Friday, March 16, 2007

Lying Attorney Generals

The Bush administration's firing of eight federal prosecutors is quickly becoming a larger scandal. It's large in that the carefully timed release of a 9-11 confession from an Al Qaeda member hasn't knocked in from the headlines. Sadly, that's the barometer for scandals now. From the story:

WASHINGTON - The White House is being pulled further into the intensifying probe over federal prosecutor firings amid new questions about top political adviser Karl Rove's role and as GOP support for Attorney General Alberto Gonzales erodes.
...
The latest e-mails between White House and Justice Department officials show that Rove inquired in early January 2005 about firing U.S. attorneys.

The one-page document, which incorporates an e-mail exchange in January 2005, also indicates Gonzales was considering dismissing up to 20 percent of U.S. attorneys in the weeks before he took over the Justice Department.

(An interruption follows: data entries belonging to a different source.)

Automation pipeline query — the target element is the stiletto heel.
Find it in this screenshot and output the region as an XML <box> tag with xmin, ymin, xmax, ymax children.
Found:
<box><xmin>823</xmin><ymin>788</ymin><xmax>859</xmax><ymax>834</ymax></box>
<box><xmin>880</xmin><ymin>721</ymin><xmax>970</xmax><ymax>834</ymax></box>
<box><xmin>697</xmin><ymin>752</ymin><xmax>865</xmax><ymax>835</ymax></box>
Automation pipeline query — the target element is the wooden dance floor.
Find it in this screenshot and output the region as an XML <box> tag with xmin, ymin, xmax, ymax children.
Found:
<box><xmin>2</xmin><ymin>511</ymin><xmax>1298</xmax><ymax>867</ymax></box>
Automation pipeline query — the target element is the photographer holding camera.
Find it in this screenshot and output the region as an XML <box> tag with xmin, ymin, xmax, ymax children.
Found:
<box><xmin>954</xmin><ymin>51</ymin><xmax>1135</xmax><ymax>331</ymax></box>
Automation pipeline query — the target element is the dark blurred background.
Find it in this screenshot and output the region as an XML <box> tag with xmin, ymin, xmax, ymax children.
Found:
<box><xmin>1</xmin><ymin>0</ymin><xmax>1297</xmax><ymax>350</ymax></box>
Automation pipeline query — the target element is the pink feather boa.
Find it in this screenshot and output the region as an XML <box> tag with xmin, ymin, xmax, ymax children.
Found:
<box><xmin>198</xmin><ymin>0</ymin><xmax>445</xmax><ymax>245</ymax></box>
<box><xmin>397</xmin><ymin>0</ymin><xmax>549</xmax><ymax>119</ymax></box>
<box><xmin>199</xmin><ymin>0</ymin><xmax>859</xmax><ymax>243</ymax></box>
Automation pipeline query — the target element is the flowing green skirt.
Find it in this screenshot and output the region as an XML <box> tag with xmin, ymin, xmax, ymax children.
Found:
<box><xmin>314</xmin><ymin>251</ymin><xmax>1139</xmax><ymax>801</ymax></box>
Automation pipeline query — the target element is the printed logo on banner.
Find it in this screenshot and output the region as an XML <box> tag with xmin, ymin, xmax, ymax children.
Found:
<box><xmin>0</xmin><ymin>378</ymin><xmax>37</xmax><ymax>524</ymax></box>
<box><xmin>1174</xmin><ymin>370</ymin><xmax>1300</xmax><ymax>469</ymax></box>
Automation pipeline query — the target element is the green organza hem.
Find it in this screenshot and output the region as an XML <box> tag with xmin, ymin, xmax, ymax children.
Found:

In the e-mails, Gonzales' top aide, Kyle Sampson, says that an across-the-board housecleaning "would certainly send ripples through the U.S. attorney community if we told folks they got one term only." But it concludes that "if Karl thinks there would be political will to do it, then so do I." Sampson resigned this week over the prosecutors' firings and the Justice Department's misleading of Congress about the process.


The e-mails "show conclusively that Karl Rove was in the middle of this mess from the beginning," said Sen. Charles Schumer
, D-N.Y. "Every time new information comes out, it proves that the White House was not telling the truth."

Earlier Thursday, Rove said the controversy was being fueled by "superheated political rhetoric," adding that there was no similar uproar when President Clinton dismissed all 93 U.S. attorneys at the beginning of his first term.
First, as Joe notes Gonzales is lying. Gonzales in 1-07:
"I would never, ever make a change in the United States attorney position for political reasons."
Next, the yahoo article above removes emphasis from a very important fact that goes with the last sentence fragment in bold above. Clinton and Bush bush replaced all their predecessors' prosecutors. This is common practice. It's akin to a governor replacing appointed employees upon taking office. The article later offers this odd paragraph:
It's customary for new presidents to bring in their own team of prosecutors when they take office. Democrats say the Bush administration singled out some of its own nominees because they chafed at the president's priorities and Republican efforts to influence political corruption investigations.
That makes it sound as if Bush just took office and was practicing the norm. Not true. Josh has more:
Today, a number of far-right blogs have picked up on the same talking point, and even the traditional media is picking up on it, with NBC’s Kevin Corke repeating the meme this morning.

I had hoped this nonsense, debunked last week, would have disappeared by now, but it seems to be the only talking point White House allies can come up with. The argument is premised on a mistaken understanding of how the process works. When a president takes office, he or she nominates federal prosecutors at the beginning of the first term. Under normal circumstances, these U.S. Attorneys serve until the next president is sworn in.


In 1993, Clinton replaced H.W. Bush’s prosecutors. In 2001, Bush replaced Clinton’s prosecutors. None of this is remotely unusual. Indeed, it’s how the process is designed.


The difference with the current scandal is overwhelming. Bush replaced eight specific prosecutors, apparently for purely political reasons. This is entirely unprecedented. For conservatives to argue, as many are now, that Clinton’s routine replacements for H.W. Bush’s USAs is any way similar is the height of intellectual dishonesty. They know better, but hope their audience is too uninformed to know the difference.


Clinton’s former chief of staff John Podesta told ThinkProgress last week that the entire argument is “pure fiction.”
That's one thing the the Bush crime family is good at: telling "pure fiction."

The firings are an outrage. The Bush administration was willing to sacrifice crime-fighting capabilities for politics. This is huge in the media now, but I wonder if people realize how unprecedented an act this is. The "Clinton did it" is being tossed around and not rebutted in the larger press. If this becomes something that people shake their heads over, saying, "what's the big deal?" or worse, "where's the real crime?" it will be sad indeed and the corporate media will once again have done its job.

Sacrificing security for politics, the raison d'etre of the Bush administration.